Freaky Farley
FREAKY FARLEY. 2007

Director: Charles Roxburgh

Reviewed by Paghat the Ratgirl



Freaky Farley Often the difference between a film that seems amateur & seems professionally done, even on the cheap, is the quality of the sound.

A film can have flat photography, mediocre acting, & a cliche script, but if the sound mix is primo, it all comes together as an okay film, all other faults passing for intentional.

Freaky Farley (2007) has a terrible sound mix which heightens the amateurishness of the script & underscores the appallingly stinko acting from just about every member of the cast.

The production team has attempted to excuse the awfulness by advertising it as "in the tradition of" cheapo slashers of the 1970s & 1980s.
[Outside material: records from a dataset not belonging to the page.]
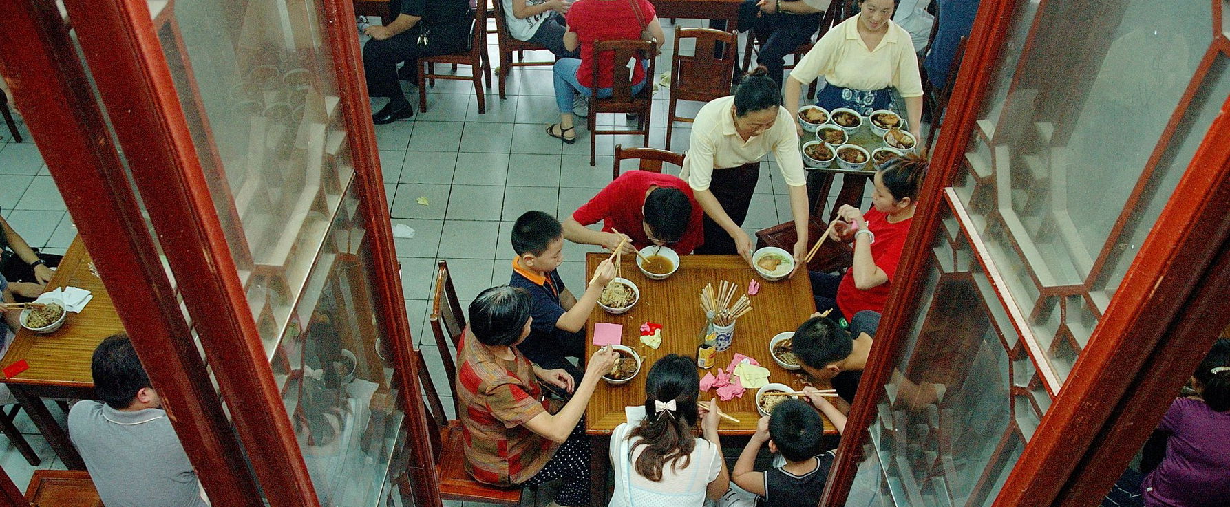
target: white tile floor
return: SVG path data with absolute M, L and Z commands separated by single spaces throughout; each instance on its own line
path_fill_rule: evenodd
M 658 71 L 669 70 L 674 48 L 673 28 L 663 20 L 668 43 L 657 62 Z M 680 20 L 678 26 L 700 26 Z M 492 42 L 492 60 L 498 63 Z M 742 46 L 742 44 L 740 44 Z M 690 52 L 690 48 L 685 48 Z M 544 55 L 533 55 L 542 59 Z M 549 55 L 547 55 L 549 57 Z M 566 218 L 611 180 L 614 145 L 640 146 L 640 137 L 600 135 L 597 166 L 589 166 L 589 137 L 578 122 L 578 140 L 565 145 L 542 130 L 557 122 L 550 68 L 515 68 L 508 76 L 508 98 L 501 100 L 492 86 L 487 111 L 478 113 L 477 98 L 469 81 L 438 81 L 428 91 L 428 111 L 413 118 L 376 126 L 380 166 L 392 222 L 416 230 L 413 239 L 397 239 L 406 313 L 416 342 L 427 348 L 432 378 L 444 393 L 451 393 L 437 359 L 427 316 L 435 265 L 446 260 L 459 297 L 465 304 L 480 290 L 508 282 L 513 258 L 509 229 L 513 220 L 530 209 Z M 417 89 L 403 82 L 417 105 Z M 664 148 L 668 92 L 654 95 L 651 146 Z M 373 101 L 373 110 L 383 106 Z M 417 107 L 417 106 L 416 106 Z M 683 102 L 681 114 L 694 114 L 700 103 Z M 604 114 L 600 124 L 624 122 L 622 116 Z M 680 123 L 673 134 L 674 151 L 688 148 L 689 126 Z M 0 209 L 9 224 L 32 246 L 63 254 L 76 234 L 64 201 L 52 181 L 28 130 L 21 126 L 25 143 L 11 143 L 0 134 Z M 678 174 L 678 170 L 673 171 Z M 834 186 L 834 196 L 839 185 Z M 427 198 L 419 204 L 418 198 Z M 790 219 L 786 185 L 771 161 L 763 165 L 760 182 L 744 228 L 756 229 Z M 583 256 L 598 249 L 568 244 L 560 268 L 571 287 L 583 283 Z M 445 400 L 451 406 L 451 399 Z M 53 413 L 60 413 L 52 407 Z M 25 415 L 18 427 L 43 458 L 42 468 L 63 468 L 47 442 Z M 5 439 L 0 466 L 18 487 L 33 473 Z M 456 502 L 460 503 L 460 502 Z M 541 501 L 540 503 L 545 503 Z M 449 502 L 446 502 L 449 505 Z

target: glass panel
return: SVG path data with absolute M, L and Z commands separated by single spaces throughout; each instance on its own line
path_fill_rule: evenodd
M 157 34 L 272 358 L 353 176 L 320 2 L 171 9 Z
M 1208 6 L 1177 12 L 1153 0 L 1113 0 L 1097 15 L 1063 1 L 1016 9 L 956 190 L 1060 379 L 1122 278 L 1122 271 L 1100 276 L 1100 258 L 1130 260 L 1226 96 L 1214 69 L 1204 78 L 1214 79 L 1205 87 L 1216 102 L 1207 103 L 1208 122 L 1183 122 L 1194 127 L 1180 134 L 1194 135 L 1176 139 L 1191 138 L 1191 146 L 1171 148 L 1177 162 L 1164 159 L 1146 172 L 1175 111 L 1183 111 L 1183 94 L 1203 78 L 1213 41 Z M 1134 192 L 1157 210 L 1125 209 Z M 1129 215 L 1140 238 L 1129 229 L 1117 239 Z M 1091 278 L 1106 278 L 1095 294 Z
M 951 241 L 946 229 L 937 233 L 934 252 L 972 256 L 966 238 Z M 1028 389 L 1041 388 L 1034 364 L 986 276 L 977 262 L 951 269 L 937 258 L 943 257 L 931 256 L 926 267 L 907 353 L 878 391 L 877 417 L 847 506 L 989 502 L 1026 438 L 1014 409 L 1028 410 L 1022 422 L 1031 425 L 1030 433 L 1037 426 Z

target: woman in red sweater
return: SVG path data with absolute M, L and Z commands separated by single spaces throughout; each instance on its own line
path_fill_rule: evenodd
M 838 209 L 831 236 L 854 241 L 854 265 L 845 274 L 811 273 L 817 310 L 835 309 L 830 317 L 836 321 L 862 310 L 884 311 L 926 170 L 926 159 L 915 154 L 891 159 L 876 171 L 866 214 L 852 206 Z

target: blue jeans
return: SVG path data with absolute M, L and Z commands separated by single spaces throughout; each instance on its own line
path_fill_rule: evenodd
M 649 64 L 642 63 L 646 69 Z M 583 97 L 590 96 L 590 94 L 597 92 L 598 98 L 610 97 L 611 89 L 597 89 L 590 90 L 588 86 L 582 85 L 577 81 L 577 69 L 581 68 L 579 58 L 561 58 L 555 60 L 555 65 L 551 69 L 555 71 L 555 105 L 560 108 L 560 113 L 572 112 L 572 94 L 581 94 Z M 645 90 L 645 85 L 649 82 L 649 76 L 646 75 L 641 82 L 632 85 L 632 95 L 640 94 Z

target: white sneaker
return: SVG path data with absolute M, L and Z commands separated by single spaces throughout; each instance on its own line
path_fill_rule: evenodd
M 572 96 L 572 113 L 582 118 L 589 117 L 589 97 L 582 95 Z

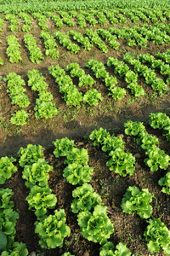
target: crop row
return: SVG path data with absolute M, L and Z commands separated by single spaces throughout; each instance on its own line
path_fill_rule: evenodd
M 8 156 L 0 159 L 0 184 L 3 184 L 12 174 L 18 171 L 13 164 L 16 159 Z M 14 192 L 10 189 L 0 189 L 0 253 L 2 256 L 7 255 L 28 255 L 26 244 L 14 241 L 16 234 L 15 224 L 19 218 L 19 213 L 13 210 L 14 202 L 10 201 Z
M 34 5 L 32 4 L 34 3 Z M 169 3 L 167 1 L 160 1 L 156 0 L 154 3 L 150 0 L 146 0 L 144 2 L 129 2 L 129 0 L 126 0 L 123 3 L 120 3 L 120 1 L 116 0 L 114 3 L 110 0 L 106 0 L 105 2 L 100 2 L 96 0 L 94 3 L 93 1 L 83 1 L 83 3 L 80 3 L 79 1 L 75 1 L 74 3 L 70 3 L 69 1 L 50 1 L 50 2 L 43 2 L 38 1 L 38 3 L 35 3 L 32 0 L 29 2 L 22 1 L 22 0 L 8 0 L 1 1 L 0 10 L 3 14 L 19 14 L 20 12 L 40 12 L 44 13 L 44 11 L 55 11 L 55 10 L 89 10 L 89 9 L 152 9 L 157 10 L 160 9 L 167 10 L 169 9 Z
M 151 25 L 143 25 L 140 27 L 124 26 L 121 29 L 110 27 L 108 30 L 88 28 L 84 31 L 84 34 L 73 30 L 68 32 L 67 34 L 57 31 L 54 33 L 54 36 L 61 45 L 72 54 L 77 54 L 80 51 L 80 46 L 84 48 L 85 50 L 90 50 L 94 45 L 102 52 L 107 53 L 109 51 L 108 47 L 119 49 L 120 43 L 117 41 L 118 38 L 126 39 L 127 44 L 131 47 L 134 47 L 137 44 L 142 48 L 147 47 L 149 41 L 153 41 L 155 44 L 169 44 L 170 37 L 167 35 L 169 32 L 169 25 L 158 24 L 153 26 Z M 59 51 L 56 49 L 58 44 L 54 36 L 43 31 L 40 33 L 40 38 L 42 38 L 43 45 L 46 49 L 45 55 L 51 55 L 53 59 L 58 59 Z M 8 61 L 12 63 L 22 61 L 20 50 L 21 46 L 18 43 L 17 38 L 14 35 L 11 35 L 7 37 L 6 39 L 8 44 L 6 49 L 6 54 L 9 58 Z M 41 60 L 44 59 L 44 55 L 40 48 L 37 47 L 37 40 L 32 34 L 24 35 L 23 41 L 30 53 L 31 61 L 38 64 Z M 2 40 L 0 43 L 3 43 Z M 3 60 L 0 58 L 0 65 L 3 64 Z
M 162 113 L 151 113 L 149 123 L 154 128 L 163 131 L 165 127 L 167 127 L 167 127 L 170 127 L 169 117 Z M 156 172 L 160 168 L 167 170 L 170 157 L 162 153 L 162 150 L 157 147 L 158 139 L 149 135 L 141 122 L 129 120 L 124 124 L 124 126 L 125 134 L 134 136 L 135 142 L 145 150 L 149 159 L 144 160 L 144 163 L 150 167 L 150 171 Z M 106 130 L 99 128 L 93 131 L 89 138 L 93 140 L 94 146 L 101 147 L 104 152 L 109 153 L 110 160 L 106 163 L 106 166 L 109 166 L 111 172 L 119 173 L 123 177 L 133 175 L 135 159 L 132 154 L 124 151 L 124 142 L 121 137 L 115 137 L 107 132 Z M 111 241 L 107 241 L 114 232 L 114 224 L 110 222 L 107 216 L 107 207 L 103 206 L 100 195 L 94 192 L 94 189 L 89 184 L 94 169 L 88 164 L 88 151 L 85 148 L 77 148 L 74 141 L 69 140 L 67 137 L 57 139 L 53 143 L 55 147 L 54 150 L 54 156 L 56 158 L 65 158 L 63 177 L 73 186 L 76 185 L 72 191 L 73 200 L 71 201 L 71 210 L 76 214 L 77 224 L 80 226 L 82 235 L 88 241 L 100 244 L 100 256 L 105 255 L 105 253 L 109 252 L 111 253 L 110 255 L 126 253 L 126 255 L 130 256 L 131 253 L 125 243 L 120 242 L 115 247 Z M 37 218 L 35 222 L 35 232 L 40 237 L 40 246 L 42 248 L 50 249 L 56 247 L 61 247 L 64 237 L 69 236 L 71 230 L 65 224 L 64 209 L 54 210 L 54 214 L 49 214 L 48 209 L 50 209 L 50 212 L 54 209 L 57 199 L 51 193 L 51 189 L 48 185 L 48 172 L 52 172 L 53 168 L 44 160 L 43 150 L 44 148 L 40 145 L 29 144 L 26 148 L 20 148 L 18 151 L 18 156 L 20 166 L 24 168 L 22 177 L 26 180 L 26 186 L 31 189 L 26 197 L 29 209 L 34 211 Z M 153 156 L 152 154 L 150 154 L 151 152 L 157 152 L 157 158 L 156 157 L 157 153 L 154 153 L 155 157 L 150 158 L 150 156 Z M 17 172 L 17 168 L 13 164 L 14 160 L 14 159 L 8 159 L 8 157 L 0 160 L 0 165 L 2 165 L 1 184 L 4 183 L 7 178 L 10 178 L 12 174 Z M 170 194 L 169 178 L 168 172 L 158 182 L 159 185 L 162 186 L 162 191 L 163 193 Z M 3 208 L 4 204 L 8 204 L 11 209 L 14 206 L 9 201 L 11 191 L 7 189 L 1 191 L 2 197 L 0 197 L 0 200 L 2 201 L 0 205 L 3 206 L 1 207 Z M 136 186 L 129 186 L 122 196 L 121 207 L 125 213 L 133 214 L 137 212 L 140 218 L 146 219 L 148 225 L 144 232 L 144 237 L 150 253 L 163 251 L 166 255 L 169 255 L 170 231 L 163 222 L 151 216 L 153 208 L 150 203 L 152 201 L 153 197 L 155 195 L 150 194 L 148 189 L 139 189 Z M 3 210 L 2 212 L 5 211 L 7 210 Z M 0 212 L 1 215 L 4 213 L 2 212 Z M 60 229 L 61 226 L 58 224 L 59 219 L 60 224 L 62 222 L 62 230 Z M 5 233 L 5 228 L 1 228 L 0 231 L 3 233 L 1 236 L 7 237 L 8 241 L 8 246 L 7 244 L 4 246 L 3 248 L 4 252 L 1 254 L 4 256 L 6 251 L 10 253 L 12 243 L 9 242 L 8 234 Z M 15 250 L 16 245 L 18 246 L 19 243 L 12 245 L 14 250 Z M 25 252 L 22 255 L 27 255 L 28 252 L 26 246 L 20 243 L 20 248 L 21 248 L 21 245 L 23 252 Z M 21 256 L 21 254 L 19 255 Z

The avowed heroes of the filmmakers include Bill Rebane for crying out loud, in a classic "We can do that!" mode of aspiring to the worst.

Their promotional material begs the pending viewer or critic to please oh god please just stop & think a minute how hard it is "with little or no experience" to make a film with nothing beyond "energy & determination."

One gets the feeling from the promo sheets that no matter how many times these guys were given wedgies by the jocks, they just never stopped believing that if they whinged & pleaded more obsequiously than last time, they might be spared the next wedgie. Instead they just encouraged a round of bitch-slapping.

Freaky FarleyBut you know what? There's something likeable about Freaky Farley, almost as though your precocious baby brother forced you to watch his dumbass home-made movie, & you get all these irrationally tender feelings for the annoying little snotface.

At the insane asylum, Farley (played by the film's producer Matt Farley) tells a psychiatrist of his psycho killer exploits. He's a total weany & tells his story in terms of a whiner & complainer.

We learn that he had a mildly rotten childhood with an enept, stupid dad (Kevin McGee). As a young man he never leaves home, being a worthless sponger, though strangely the script seems really to want to blame dad, as though the script were written by just such a whining complaining weanie still living in his childhood bedroom at thirty.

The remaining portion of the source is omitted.